The I can posit itself only as limited. Moreover, it cannot even posit its own limitations, in the sense of producing or making these limits. The finite I cannot be the ground of its own passivity. Instead, for Fichte, if the I is to posit itself, it must simply discover itself to be limited, a discovery that Fichte characterizes as an "impulse," "repulse," or "resistance" Anstoss; sophisticated German: Anstoß to the free practical activity of the I. Such an original limitation of the I is, however, a limit for the I only insofar as the I posits it out as a limit. The I does this, according to Fichte's analysis, by positing its own limitation, first, as only a feeling, then as a sensation, then as an intuition of a thing, and finally as a summons of another person.

The Anstoss thus allowed the essential impetus that first posits in motion the entire complex train of activities that finally total in our conscious experience both of ourselves and others as empirical individuals and of the world around us. Although Anstoss plays a similar role as the ] According to Fichte, transcendental philosophy can explain that the world must have space, time, and causality, but it can never explain why objects have the particular sensible properties they happen to have or why I am this determinate individual rather than another. This is something that the I simply has to discover at the same time that it discovers its own freedom, and indeed, is a condition for the latter.[]
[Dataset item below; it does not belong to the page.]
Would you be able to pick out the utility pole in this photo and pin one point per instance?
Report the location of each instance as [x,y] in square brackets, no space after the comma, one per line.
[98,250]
Fichte's original insight.

Between December 1807 and March 1808, Fichte gave a series of lectures concerning the "German nation" and its culture and language, projecting the kind of national education he hoped would raise it from the humiliation of its defeat at the hands of the French. Having been a supporter of Revolutionary France, Fichte became disenchanted by 1804 as Napoleon's armies advanced through Europe, occupying German territories, stripping them of their raw materials and subjugating them to foreign rule. He came to believe Germany would be responsible to carry the virtues of the French Revolution into the future. Furthermore, his nationalism was not aroused by Prussian military defeat and humiliation, for these had not yet occurred, but resulted from his own humanitarian philosophy. Disappointed in the French, he turned to the German nation as the instrument of fulfilling it.

These lectures, entitled the Addresses to the German Nation, coincided with a period of become different in the Prussian government, under the chancellorship of Baron vom Stein. The Addresses display Fichte's interest during that period in language and culture as vehicles of human spiritual development. Fichte built upon earlier ideas of Johann Gottfried Herder and attmpted to unite them with his approach. The aim of the German nation, according to Fichte, was to "found an empire of spirit and reason, and to annihilate totally the crude physical force that rules of the world." Like Herder's German nationalism, Fichte's was cultural, and grounded in the aesthetic, literary, and moral. However, Fichte's belief in a "Closed Commercial State", a state dominated economy and society, should be pointed – as should its kinship with20th-century governments in Germany and elsewhere.